The result is a table that is no longer attached to a database.
That means that meta information about the media
or referenced schemes is discarded.
If you want to keep this information,
you can use audformat.Table.update()
,
which also works across databases,
as we will demonstrate with the following example.
First we create a second database and add a gender scheme:
db2 = audformat.testing.create_db(minimal=True)
db2.schemes["gender"] = audformat.Scheme(
labels=["female", "male"],
)
db2.schemes
gender:
dtype: str
labels: [female, male]
Next, we add a table and fill in some gender information:
audformat.testing.add_table(
db2,
table_id="gender_and_age",
index_type=audformat.define.IndexType.FILEWISE,
columns="gender",
num_files=[2, 3, 4],
).get()
gender | |
---|---|
file | |
audio/002.wav | female |
audio/003.wav | female |
audio/004.wav | male |
Now, we update the table with age values from the other database.

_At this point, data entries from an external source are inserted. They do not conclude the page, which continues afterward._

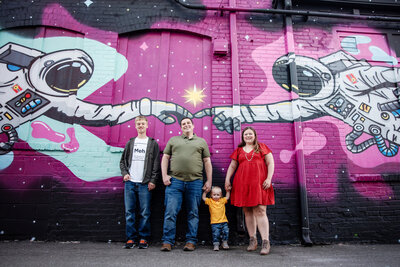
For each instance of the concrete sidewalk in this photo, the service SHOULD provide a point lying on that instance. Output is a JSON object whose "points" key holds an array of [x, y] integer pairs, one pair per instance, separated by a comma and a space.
{"points": [[25, 253]]}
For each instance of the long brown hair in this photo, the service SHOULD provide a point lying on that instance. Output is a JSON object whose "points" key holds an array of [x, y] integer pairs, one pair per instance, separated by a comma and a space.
{"points": [[255, 143]]}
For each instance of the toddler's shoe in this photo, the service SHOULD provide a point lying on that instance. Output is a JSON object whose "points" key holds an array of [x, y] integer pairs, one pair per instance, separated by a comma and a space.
{"points": [[216, 246], [130, 244], [143, 244]]}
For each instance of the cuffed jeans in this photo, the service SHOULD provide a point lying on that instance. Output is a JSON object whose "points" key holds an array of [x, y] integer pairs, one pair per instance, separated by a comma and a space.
{"points": [[174, 195], [220, 231], [137, 195]]}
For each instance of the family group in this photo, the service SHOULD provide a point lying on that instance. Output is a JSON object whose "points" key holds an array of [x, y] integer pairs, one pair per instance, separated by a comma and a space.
{"points": [[182, 164]]}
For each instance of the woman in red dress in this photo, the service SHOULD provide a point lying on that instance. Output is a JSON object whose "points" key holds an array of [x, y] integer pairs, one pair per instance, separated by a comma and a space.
{"points": [[252, 189]]}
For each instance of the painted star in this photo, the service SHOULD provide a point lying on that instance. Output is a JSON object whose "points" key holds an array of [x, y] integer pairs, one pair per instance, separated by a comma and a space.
{"points": [[88, 3], [194, 96]]}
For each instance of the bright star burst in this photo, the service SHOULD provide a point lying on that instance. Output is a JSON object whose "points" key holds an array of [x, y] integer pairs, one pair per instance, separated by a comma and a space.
{"points": [[194, 96]]}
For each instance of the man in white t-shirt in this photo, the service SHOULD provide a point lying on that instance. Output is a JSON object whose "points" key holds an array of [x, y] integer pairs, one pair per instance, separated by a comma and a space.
{"points": [[140, 169]]}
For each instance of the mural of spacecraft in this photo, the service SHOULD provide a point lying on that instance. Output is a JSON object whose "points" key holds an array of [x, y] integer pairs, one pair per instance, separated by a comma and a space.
{"points": [[363, 96]]}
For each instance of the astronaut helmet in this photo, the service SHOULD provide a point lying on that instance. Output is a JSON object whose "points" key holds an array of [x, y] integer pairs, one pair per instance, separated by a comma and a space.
{"points": [[61, 73], [315, 80]]}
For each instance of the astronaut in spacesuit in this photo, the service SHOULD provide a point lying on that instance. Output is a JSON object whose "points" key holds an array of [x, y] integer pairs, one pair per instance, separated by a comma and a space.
{"points": [[363, 96], [33, 83]]}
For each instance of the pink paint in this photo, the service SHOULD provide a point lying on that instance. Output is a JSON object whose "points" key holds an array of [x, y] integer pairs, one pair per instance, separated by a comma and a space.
{"points": [[42, 130], [312, 141], [73, 145]]}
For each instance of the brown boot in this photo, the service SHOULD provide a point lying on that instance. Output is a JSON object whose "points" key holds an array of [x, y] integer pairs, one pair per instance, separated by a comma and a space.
{"points": [[166, 247], [266, 247], [252, 244]]}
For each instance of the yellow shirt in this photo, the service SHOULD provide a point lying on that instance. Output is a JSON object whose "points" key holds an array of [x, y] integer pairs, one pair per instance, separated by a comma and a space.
{"points": [[217, 210]]}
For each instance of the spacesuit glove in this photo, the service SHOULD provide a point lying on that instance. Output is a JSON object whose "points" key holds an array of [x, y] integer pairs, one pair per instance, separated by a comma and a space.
{"points": [[163, 110]]}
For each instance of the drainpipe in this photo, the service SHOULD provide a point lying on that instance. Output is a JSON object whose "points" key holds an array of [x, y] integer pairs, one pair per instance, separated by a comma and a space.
{"points": [[290, 12], [297, 128], [234, 69]]}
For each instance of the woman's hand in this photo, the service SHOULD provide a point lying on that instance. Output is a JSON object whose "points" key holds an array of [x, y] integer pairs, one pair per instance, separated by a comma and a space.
{"points": [[267, 184], [228, 186]]}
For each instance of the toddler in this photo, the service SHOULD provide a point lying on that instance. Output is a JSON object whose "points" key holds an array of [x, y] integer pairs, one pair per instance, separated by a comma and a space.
{"points": [[219, 222]]}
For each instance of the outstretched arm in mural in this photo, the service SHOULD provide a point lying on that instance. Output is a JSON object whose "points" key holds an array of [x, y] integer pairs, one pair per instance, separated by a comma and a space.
{"points": [[90, 114], [229, 118]]}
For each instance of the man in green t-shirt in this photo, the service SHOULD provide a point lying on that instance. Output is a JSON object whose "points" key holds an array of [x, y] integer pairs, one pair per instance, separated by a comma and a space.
{"points": [[187, 154]]}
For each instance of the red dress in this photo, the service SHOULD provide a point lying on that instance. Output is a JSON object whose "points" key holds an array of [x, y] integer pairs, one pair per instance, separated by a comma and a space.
{"points": [[251, 173]]}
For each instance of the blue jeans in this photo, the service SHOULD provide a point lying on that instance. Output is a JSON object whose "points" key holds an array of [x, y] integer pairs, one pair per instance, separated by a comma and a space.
{"points": [[137, 195], [220, 231], [174, 194]]}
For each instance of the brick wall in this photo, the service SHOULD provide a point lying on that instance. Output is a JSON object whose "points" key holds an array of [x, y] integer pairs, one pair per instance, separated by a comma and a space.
{"points": [[49, 194]]}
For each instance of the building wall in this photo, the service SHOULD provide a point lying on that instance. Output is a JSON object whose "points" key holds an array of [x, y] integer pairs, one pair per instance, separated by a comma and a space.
{"points": [[338, 127]]}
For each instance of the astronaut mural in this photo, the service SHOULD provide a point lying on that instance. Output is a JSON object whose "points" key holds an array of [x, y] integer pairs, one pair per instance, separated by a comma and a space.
{"points": [[37, 87], [363, 96]]}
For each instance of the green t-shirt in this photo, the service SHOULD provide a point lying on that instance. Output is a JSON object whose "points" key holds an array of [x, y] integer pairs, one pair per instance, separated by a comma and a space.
{"points": [[187, 157]]}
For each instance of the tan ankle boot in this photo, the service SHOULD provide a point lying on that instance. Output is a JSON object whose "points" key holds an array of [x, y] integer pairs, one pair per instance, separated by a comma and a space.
{"points": [[266, 247], [252, 244]]}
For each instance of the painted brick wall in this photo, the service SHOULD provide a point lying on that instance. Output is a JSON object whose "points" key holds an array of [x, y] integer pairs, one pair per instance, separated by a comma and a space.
{"points": [[72, 190]]}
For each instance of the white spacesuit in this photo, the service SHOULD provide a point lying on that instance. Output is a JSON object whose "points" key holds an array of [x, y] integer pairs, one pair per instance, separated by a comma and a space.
{"points": [[363, 96], [33, 83]]}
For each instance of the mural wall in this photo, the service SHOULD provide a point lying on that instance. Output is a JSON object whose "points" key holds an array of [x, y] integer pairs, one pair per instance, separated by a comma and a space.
{"points": [[74, 75]]}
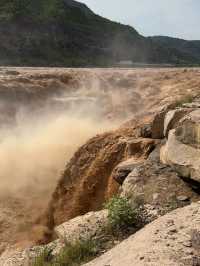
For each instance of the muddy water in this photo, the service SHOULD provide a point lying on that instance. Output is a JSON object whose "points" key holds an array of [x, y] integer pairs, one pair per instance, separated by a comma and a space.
{"points": [[46, 114]]}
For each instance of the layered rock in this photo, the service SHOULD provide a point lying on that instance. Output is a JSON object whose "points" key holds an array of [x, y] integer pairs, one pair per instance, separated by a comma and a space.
{"points": [[182, 151], [167, 241]]}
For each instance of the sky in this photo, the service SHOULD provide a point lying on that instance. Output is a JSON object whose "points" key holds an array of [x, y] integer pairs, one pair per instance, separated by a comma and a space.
{"points": [[175, 18]]}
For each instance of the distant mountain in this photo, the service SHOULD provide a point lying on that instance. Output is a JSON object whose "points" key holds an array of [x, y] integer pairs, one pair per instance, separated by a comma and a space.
{"points": [[191, 49], [68, 33]]}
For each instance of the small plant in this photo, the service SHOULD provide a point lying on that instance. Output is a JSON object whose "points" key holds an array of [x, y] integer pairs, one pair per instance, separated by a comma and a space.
{"points": [[121, 214], [185, 99], [71, 255]]}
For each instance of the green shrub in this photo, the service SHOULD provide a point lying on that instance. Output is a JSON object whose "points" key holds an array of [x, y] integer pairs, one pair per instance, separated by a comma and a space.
{"points": [[71, 255], [121, 214], [185, 99]]}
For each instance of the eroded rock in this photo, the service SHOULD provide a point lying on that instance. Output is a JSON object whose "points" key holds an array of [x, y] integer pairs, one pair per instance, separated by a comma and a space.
{"points": [[173, 117], [157, 184], [167, 241], [182, 151], [82, 227]]}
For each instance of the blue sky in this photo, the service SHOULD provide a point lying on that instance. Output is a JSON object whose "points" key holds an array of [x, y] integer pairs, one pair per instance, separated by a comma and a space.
{"points": [[176, 18]]}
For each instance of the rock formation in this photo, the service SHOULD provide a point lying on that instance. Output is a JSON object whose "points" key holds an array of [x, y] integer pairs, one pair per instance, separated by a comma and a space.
{"points": [[169, 240]]}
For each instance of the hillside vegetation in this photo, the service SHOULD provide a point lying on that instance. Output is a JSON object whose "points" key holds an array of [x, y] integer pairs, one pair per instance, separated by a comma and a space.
{"points": [[68, 33]]}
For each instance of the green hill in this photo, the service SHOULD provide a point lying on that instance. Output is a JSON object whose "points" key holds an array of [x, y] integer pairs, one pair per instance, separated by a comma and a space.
{"points": [[68, 33]]}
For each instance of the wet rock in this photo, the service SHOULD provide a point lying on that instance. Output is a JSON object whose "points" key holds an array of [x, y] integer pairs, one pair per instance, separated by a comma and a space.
{"points": [[183, 198], [124, 169], [157, 184], [146, 131], [82, 227], [173, 117], [182, 151], [157, 126]]}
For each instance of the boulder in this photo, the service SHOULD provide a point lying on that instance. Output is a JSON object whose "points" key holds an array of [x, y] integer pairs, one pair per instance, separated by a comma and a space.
{"points": [[171, 240], [182, 151], [26, 257], [173, 117], [157, 126], [157, 185], [82, 227], [124, 169], [138, 147]]}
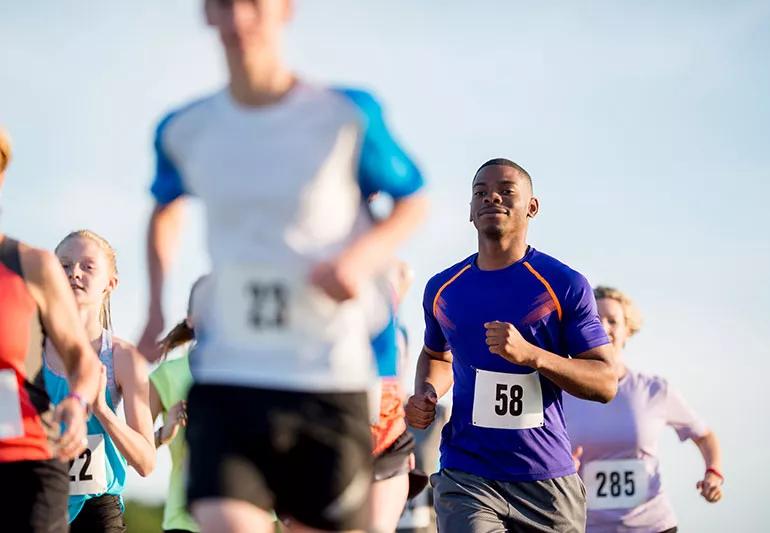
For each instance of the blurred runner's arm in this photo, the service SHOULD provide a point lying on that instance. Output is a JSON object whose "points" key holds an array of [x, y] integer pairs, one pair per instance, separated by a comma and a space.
{"points": [[711, 485], [169, 190], [432, 380], [383, 167], [162, 244]]}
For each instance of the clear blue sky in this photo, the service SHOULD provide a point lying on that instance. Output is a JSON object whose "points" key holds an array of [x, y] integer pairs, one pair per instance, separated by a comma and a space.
{"points": [[644, 125]]}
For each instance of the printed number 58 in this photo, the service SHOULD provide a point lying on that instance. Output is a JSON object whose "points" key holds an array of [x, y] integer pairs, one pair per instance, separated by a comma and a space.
{"points": [[508, 402]]}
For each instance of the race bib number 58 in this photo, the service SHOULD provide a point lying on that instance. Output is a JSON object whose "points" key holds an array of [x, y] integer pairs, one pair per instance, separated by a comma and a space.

db2["gender_and_age"].update(db["age"]).get()
gender | age | |
---|---|---|
file | ||
audio/002.wav | female | 42 |
audio/003.wav | female | 38 |
audio/004.wav | male | <NA> |
audio/001.wav | NaN | 42 |
And also copies the according scheme to the database:
db2.schemes
age:
{dtype: int, minimum: 20, maximum: 50}
gender:
dtype: str
labels: [female, male]